Geometric progression has 6 terms. If the 3rd and 4th term are 28-and 56 find the sum of the geometric progression
Let the first term of the geometric progression be $a$ and the common ratio be $r$. So we have the following terms:
\[a, ar, ar^2, ar^3, ar^4, ar^5.\]
We are given that the 3rd term is 28, so $ar^2=28$. Similarly, the 4th term is 56, so $ar^3=56$. Dividing these two equations, we get $\frac{ar^2}{ar^3}=\frac{28}{56}=\frac{1}{2}$. Canceling the $a$ term, we have $\frac{r^2}{r^3}=\frac{1}{2}$. Multiplying both sides by $r$ gives $r=\frac{1}{2}$.
Substituting $r=\frac{1}{2}$ into $ar^2=28$, we get $a\left(\frac{1}{2}\right)^2=28$. This simplifies to $a\cdot\frac{1}{4}=28$, or $a=28\cdot 4=112$.
The sum of a geometric series is $\frac{a(1-r^n)}{1-r}$, where $a$ is the first term, $r$ is the common ratio, and $n$ is the number of terms.
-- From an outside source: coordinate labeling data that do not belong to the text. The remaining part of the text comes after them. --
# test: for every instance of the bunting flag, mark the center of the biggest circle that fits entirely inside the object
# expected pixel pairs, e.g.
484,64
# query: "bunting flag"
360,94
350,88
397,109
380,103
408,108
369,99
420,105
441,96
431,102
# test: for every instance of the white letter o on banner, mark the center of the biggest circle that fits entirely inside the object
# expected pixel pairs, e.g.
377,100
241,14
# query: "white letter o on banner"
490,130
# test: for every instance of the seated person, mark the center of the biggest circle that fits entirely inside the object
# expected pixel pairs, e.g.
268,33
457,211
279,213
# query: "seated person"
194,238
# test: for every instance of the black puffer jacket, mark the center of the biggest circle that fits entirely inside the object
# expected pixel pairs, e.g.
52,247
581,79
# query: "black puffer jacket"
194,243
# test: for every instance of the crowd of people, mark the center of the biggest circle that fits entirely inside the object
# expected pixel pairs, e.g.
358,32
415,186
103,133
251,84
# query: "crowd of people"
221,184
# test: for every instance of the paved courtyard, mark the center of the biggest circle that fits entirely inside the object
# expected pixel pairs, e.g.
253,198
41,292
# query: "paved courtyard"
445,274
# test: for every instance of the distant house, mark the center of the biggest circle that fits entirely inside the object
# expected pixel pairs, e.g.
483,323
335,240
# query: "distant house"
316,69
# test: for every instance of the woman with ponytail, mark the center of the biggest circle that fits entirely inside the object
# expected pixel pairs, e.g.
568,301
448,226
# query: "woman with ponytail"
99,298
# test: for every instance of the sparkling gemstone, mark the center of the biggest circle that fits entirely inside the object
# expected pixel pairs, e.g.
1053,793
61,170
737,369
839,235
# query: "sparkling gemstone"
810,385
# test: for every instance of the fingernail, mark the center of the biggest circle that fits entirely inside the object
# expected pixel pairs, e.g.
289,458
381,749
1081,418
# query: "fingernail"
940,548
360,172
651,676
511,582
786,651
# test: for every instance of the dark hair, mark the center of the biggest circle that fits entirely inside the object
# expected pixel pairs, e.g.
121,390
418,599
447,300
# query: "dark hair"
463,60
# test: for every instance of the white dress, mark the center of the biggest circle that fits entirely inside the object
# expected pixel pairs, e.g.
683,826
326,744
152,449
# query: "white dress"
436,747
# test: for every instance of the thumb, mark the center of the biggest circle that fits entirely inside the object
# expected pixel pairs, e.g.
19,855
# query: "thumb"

Substituting in our values, we get $\frac{112\left(1-\left(\frac{1}{2}\right)^6\right)}{1-\frac{1}{2}}=\frac{112\left(1-\frac{1}{64}\right)}{\frac{1}{2}}$. Simplifying further, we find $\frac{112\cdot\frac{63}{64}}{\frac{1}{2}}=\frac{112\cdot 63\cdot 2}{64}=\frac{112\cdot 63}{32}$ $=7\cdot 63=\boxed{441}$.